Since the sum of the eigenvalues $ \lambda_i(X) $ of a matrix $ X $ is equal to its trace:
$ f(X) = \text{Tr}(X) $

The gradient of the trace of a matrix with respect to the matrix is the identity matrix:
$ \nabla_X f(X) = I $
where $ I $ is the identity matrix of the same size as $ X $.


(b) Gradient of $ f(X) = \prod_{i=1}^{n} \lambda_i(X) $:

The product of the eigenvalues $ \lambda_i(X) $ of a matrix $ X $ is equal to its determinant:
$ f(X) = \det(X) $

For a matrix $ X $ with distinct eigenvalues, the gradient of the determinant can be expressed in terms of the adjugate of $ X $:
$ \nabla_X f(X) = \text{adj}(X)^T $


In [4]:
import jax.numpy as jnp
from jax import grad, jit, vmap

def softmax(w):
    w_max = jnp.max(w)
    w_stable = w - w_max
    e_w = jnp.exp(w_stable)
    return e_w / jnp.sum(e_w)

def f(w):
    return softmax(w)

jacobi_matrix = vmap(grad(f), in_axes=(0,))

w_example = jnp.array([1.0, 2.0, 3.0])

jacobi_matrix_example = jacobi_matrix(w_example)


In [7]:
def sum_of_eigenvalues(X):
    eig_vals, _ = jnp.linalg.eigh(X)
    return jnp.sum(eig_vals)

grad_sum_eigenvalues = grad(sum_of_eigenvalues)

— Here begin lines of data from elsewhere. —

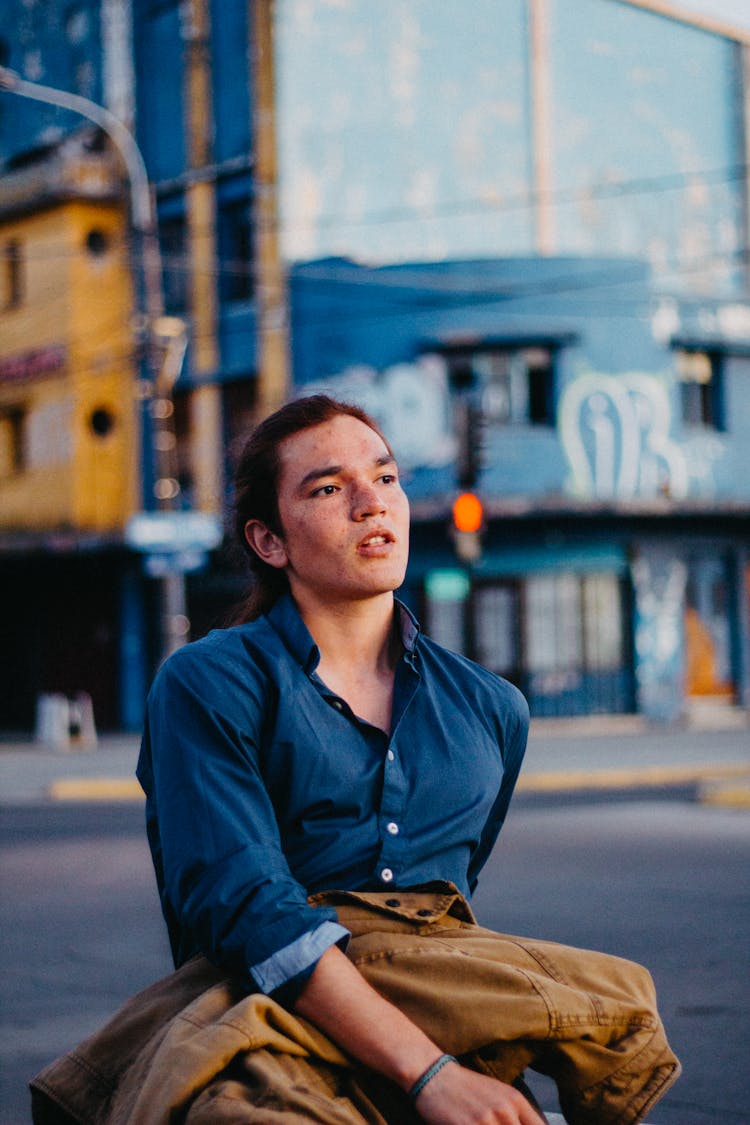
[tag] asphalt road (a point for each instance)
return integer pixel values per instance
(665, 881)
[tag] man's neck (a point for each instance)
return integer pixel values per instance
(357, 635)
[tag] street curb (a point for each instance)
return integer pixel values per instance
(95, 789)
(561, 781)
(728, 783)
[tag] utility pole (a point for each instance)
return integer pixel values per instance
(164, 336)
(272, 331)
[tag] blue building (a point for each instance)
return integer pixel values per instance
(606, 431)
(551, 200)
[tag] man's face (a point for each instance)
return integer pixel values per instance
(344, 516)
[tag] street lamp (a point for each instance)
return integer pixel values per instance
(165, 336)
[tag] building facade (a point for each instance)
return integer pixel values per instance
(607, 450)
(556, 195)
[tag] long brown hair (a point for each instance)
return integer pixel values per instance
(256, 487)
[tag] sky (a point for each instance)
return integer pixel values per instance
(732, 11)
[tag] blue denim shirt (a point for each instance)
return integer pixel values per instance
(262, 786)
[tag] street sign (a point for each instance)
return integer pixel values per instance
(173, 532)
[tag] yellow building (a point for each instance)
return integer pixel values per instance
(69, 407)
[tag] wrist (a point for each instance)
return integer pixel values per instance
(427, 1076)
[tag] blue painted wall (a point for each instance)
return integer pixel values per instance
(617, 431)
(57, 45)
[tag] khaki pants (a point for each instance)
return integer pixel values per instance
(193, 1050)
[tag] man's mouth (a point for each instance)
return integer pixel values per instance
(377, 539)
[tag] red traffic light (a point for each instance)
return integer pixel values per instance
(468, 513)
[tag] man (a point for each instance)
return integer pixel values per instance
(324, 785)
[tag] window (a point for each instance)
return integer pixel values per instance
(561, 637)
(514, 386)
(496, 628)
(14, 275)
(12, 441)
(574, 622)
(699, 374)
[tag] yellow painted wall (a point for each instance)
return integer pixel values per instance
(77, 300)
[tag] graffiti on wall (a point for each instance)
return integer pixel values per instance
(408, 401)
(659, 582)
(616, 433)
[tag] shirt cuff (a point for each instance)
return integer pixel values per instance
(292, 960)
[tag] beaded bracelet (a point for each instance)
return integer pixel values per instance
(430, 1073)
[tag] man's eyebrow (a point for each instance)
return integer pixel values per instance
(332, 470)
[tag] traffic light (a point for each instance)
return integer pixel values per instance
(467, 525)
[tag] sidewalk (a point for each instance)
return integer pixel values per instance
(563, 756)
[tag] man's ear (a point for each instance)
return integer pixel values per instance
(268, 546)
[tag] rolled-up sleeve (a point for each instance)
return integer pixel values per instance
(224, 881)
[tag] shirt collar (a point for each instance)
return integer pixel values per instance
(287, 621)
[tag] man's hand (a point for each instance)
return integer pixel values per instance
(458, 1096)
(341, 1002)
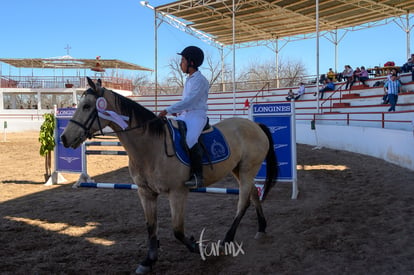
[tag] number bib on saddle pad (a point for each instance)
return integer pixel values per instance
(213, 142)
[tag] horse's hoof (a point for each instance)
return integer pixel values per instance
(142, 269)
(259, 235)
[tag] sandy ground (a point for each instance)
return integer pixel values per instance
(354, 215)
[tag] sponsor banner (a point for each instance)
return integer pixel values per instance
(66, 159)
(278, 117)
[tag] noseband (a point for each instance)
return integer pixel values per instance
(92, 117)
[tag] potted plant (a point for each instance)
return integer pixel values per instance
(68, 85)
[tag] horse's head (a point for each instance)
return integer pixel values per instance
(85, 121)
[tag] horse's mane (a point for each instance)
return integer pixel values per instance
(135, 111)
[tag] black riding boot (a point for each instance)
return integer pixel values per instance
(196, 178)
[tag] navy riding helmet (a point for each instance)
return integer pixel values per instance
(193, 54)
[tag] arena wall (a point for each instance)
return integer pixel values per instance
(394, 146)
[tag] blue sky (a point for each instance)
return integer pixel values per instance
(124, 30)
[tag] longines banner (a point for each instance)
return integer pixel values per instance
(280, 118)
(66, 159)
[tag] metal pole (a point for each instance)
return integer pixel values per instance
(277, 63)
(336, 50)
(156, 59)
(223, 85)
(408, 31)
(234, 57)
(317, 55)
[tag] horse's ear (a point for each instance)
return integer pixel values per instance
(91, 84)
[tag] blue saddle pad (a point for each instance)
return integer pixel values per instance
(214, 143)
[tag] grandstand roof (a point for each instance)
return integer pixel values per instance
(257, 20)
(68, 62)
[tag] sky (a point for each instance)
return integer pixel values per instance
(124, 30)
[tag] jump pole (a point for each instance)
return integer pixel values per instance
(214, 190)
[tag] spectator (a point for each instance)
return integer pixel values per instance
(322, 79)
(301, 91)
(348, 75)
(362, 76)
(329, 86)
(331, 75)
(290, 96)
(393, 88)
(408, 66)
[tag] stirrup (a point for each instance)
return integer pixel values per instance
(194, 182)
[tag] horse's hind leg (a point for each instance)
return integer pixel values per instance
(242, 205)
(149, 204)
(254, 196)
(178, 199)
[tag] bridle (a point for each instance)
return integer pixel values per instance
(91, 119)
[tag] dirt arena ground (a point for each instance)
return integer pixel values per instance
(354, 215)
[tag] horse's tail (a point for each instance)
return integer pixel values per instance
(271, 163)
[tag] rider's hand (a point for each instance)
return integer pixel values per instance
(163, 113)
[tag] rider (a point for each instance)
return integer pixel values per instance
(192, 109)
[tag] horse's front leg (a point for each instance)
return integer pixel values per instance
(149, 204)
(178, 199)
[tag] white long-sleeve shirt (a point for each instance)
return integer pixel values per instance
(195, 95)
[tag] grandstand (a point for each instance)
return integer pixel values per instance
(352, 120)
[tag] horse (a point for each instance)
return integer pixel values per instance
(155, 170)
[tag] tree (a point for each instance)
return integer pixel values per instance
(256, 74)
(47, 142)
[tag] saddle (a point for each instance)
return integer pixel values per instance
(215, 147)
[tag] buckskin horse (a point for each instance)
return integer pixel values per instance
(147, 141)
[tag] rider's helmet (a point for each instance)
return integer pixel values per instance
(193, 54)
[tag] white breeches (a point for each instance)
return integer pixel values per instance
(195, 121)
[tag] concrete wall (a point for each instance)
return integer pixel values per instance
(394, 146)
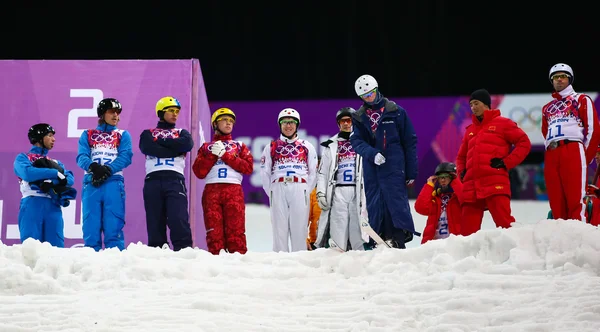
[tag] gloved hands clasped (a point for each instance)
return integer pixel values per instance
(322, 201)
(218, 149)
(592, 190)
(497, 163)
(379, 159)
(100, 173)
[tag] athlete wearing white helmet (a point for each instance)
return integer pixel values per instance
(570, 128)
(288, 172)
(385, 138)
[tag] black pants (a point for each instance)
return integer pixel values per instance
(389, 232)
(166, 204)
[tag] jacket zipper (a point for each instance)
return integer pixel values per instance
(384, 145)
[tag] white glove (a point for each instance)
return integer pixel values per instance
(322, 201)
(379, 159)
(218, 149)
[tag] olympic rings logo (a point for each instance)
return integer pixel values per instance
(560, 106)
(160, 133)
(374, 117)
(101, 137)
(289, 150)
(345, 148)
(526, 119)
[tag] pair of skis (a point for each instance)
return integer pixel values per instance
(366, 227)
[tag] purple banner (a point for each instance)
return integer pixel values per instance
(65, 94)
(436, 120)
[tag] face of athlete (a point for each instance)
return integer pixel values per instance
(225, 124)
(48, 141)
(478, 107)
(345, 124)
(560, 80)
(288, 126)
(112, 116)
(171, 114)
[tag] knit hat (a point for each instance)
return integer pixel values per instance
(483, 96)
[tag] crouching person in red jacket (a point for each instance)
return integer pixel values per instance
(492, 145)
(440, 200)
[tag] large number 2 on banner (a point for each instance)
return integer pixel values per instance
(165, 161)
(558, 134)
(347, 175)
(100, 161)
(76, 113)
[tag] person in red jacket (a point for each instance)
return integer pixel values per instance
(570, 128)
(593, 193)
(483, 162)
(222, 163)
(439, 200)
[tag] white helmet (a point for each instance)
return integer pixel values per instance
(564, 68)
(288, 113)
(364, 84)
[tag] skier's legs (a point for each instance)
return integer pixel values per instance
(234, 213)
(298, 198)
(213, 217)
(31, 218)
(54, 224)
(177, 212)
(154, 204)
(113, 214)
(338, 219)
(280, 215)
(92, 201)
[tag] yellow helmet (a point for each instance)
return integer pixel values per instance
(219, 112)
(165, 102)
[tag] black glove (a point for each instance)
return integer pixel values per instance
(101, 175)
(48, 163)
(45, 186)
(94, 167)
(497, 163)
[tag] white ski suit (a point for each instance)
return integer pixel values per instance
(340, 178)
(289, 173)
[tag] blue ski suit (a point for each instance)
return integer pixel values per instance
(40, 214)
(385, 185)
(104, 206)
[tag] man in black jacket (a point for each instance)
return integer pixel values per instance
(165, 194)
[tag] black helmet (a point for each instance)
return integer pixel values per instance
(107, 104)
(445, 167)
(344, 111)
(38, 131)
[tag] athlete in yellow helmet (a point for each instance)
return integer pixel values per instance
(165, 195)
(222, 164)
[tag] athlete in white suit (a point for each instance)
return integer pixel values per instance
(340, 189)
(288, 172)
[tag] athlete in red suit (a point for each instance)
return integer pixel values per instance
(440, 200)
(570, 127)
(222, 163)
(483, 161)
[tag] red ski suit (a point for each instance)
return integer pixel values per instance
(223, 201)
(485, 187)
(429, 204)
(570, 128)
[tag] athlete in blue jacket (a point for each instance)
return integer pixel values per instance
(384, 136)
(165, 194)
(43, 183)
(103, 153)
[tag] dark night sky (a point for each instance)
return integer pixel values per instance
(306, 50)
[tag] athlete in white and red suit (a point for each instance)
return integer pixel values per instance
(289, 174)
(222, 163)
(570, 127)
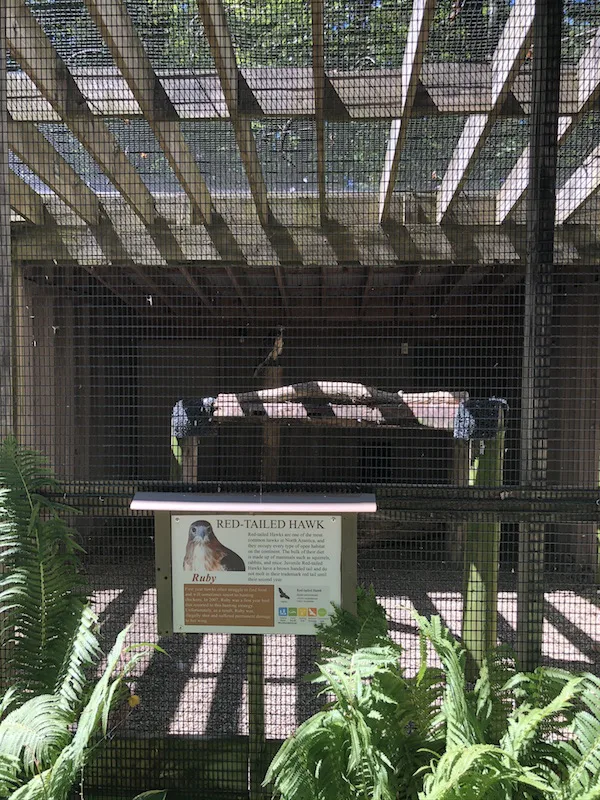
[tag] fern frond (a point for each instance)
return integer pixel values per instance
(56, 781)
(525, 739)
(582, 749)
(458, 710)
(347, 632)
(42, 596)
(475, 772)
(493, 701)
(35, 732)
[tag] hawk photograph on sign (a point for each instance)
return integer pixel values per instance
(254, 573)
(205, 552)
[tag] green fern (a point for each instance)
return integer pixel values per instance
(48, 638)
(48, 630)
(513, 736)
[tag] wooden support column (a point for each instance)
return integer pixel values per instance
(537, 341)
(6, 335)
(482, 559)
(461, 463)
(6, 309)
(273, 378)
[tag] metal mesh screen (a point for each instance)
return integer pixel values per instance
(405, 195)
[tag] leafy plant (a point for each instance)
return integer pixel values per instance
(48, 640)
(510, 736)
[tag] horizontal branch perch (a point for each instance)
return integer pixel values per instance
(342, 403)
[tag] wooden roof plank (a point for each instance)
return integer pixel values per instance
(461, 88)
(418, 32)
(318, 65)
(34, 150)
(119, 33)
(515, 186)
(31, 47)
(217, 33)
(580, 186)
(24, 200)
(506, 62)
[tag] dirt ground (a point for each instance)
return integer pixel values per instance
(199, 688)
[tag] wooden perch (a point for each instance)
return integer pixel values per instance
(340, 403)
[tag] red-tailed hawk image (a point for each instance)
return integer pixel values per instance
(205, 553)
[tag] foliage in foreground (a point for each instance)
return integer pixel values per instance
(432, 737)
(48, 640)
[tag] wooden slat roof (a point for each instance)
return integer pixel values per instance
(253, 167)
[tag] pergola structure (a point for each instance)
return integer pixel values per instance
(224, 215)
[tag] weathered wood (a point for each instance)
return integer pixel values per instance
(537, 323)
(269, 473)
(118, 31)
(414, 52)
(217, 33)
(24, 200)
(579, 187)
(461, 462)
(35, 150)
(6, 272)
(482, 562)
(448, 88)
(430, 409)
(35, 53)
(318, 66)
(507, 60)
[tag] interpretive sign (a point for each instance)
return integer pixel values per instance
(253, 564)
(266, 573)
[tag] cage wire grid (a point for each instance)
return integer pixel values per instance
(407, 194)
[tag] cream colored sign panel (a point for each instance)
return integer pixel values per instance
(255, 573)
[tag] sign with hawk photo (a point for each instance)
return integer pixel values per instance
(255, 573)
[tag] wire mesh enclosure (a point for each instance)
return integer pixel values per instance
(295, 245)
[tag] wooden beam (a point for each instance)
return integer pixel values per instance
(507, 60)
(515, 185)
(445, 88)
(414, 52)
(24, 200)
(195, 288)
(34, 150)
(7, 345)
(217, 33)
(578, 188)
(318, 65)
(588, 71)
(119, 33)
(33, 50)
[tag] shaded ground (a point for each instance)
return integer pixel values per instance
(199, 689)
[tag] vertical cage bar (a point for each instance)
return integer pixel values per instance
(541, 202)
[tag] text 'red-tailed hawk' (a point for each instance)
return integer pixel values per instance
(205, 553)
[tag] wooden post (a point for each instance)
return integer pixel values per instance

X_example = jnp.array([[1.0, 2.0], [2.0, 3.0]])

grad_sum_eigenvalues_example = grad_sum_eigenvalues(X_example)
grad_sum_eigenvalues_example


Array([[ 1.0000001e+00, -4.8470916e-09],
       [-4.8470916e-09,  1.0000001e+00]], dtype=float32)

In [8]:
def product_of_eigenvalues(X):
    eig_vals, _ = jnp.linalg.eigh(X)
    return jnp.prod(eig_vals)

grad_product_eigenvalues = grad(product_of_eigenvalues)

grad_product_eigenvalues_example = grad_product_eigenvalues(X_example)
grad_product_eigenvalues_example


Array([[ 3., -2.],
       [-2.,  1.]], dtype=float32)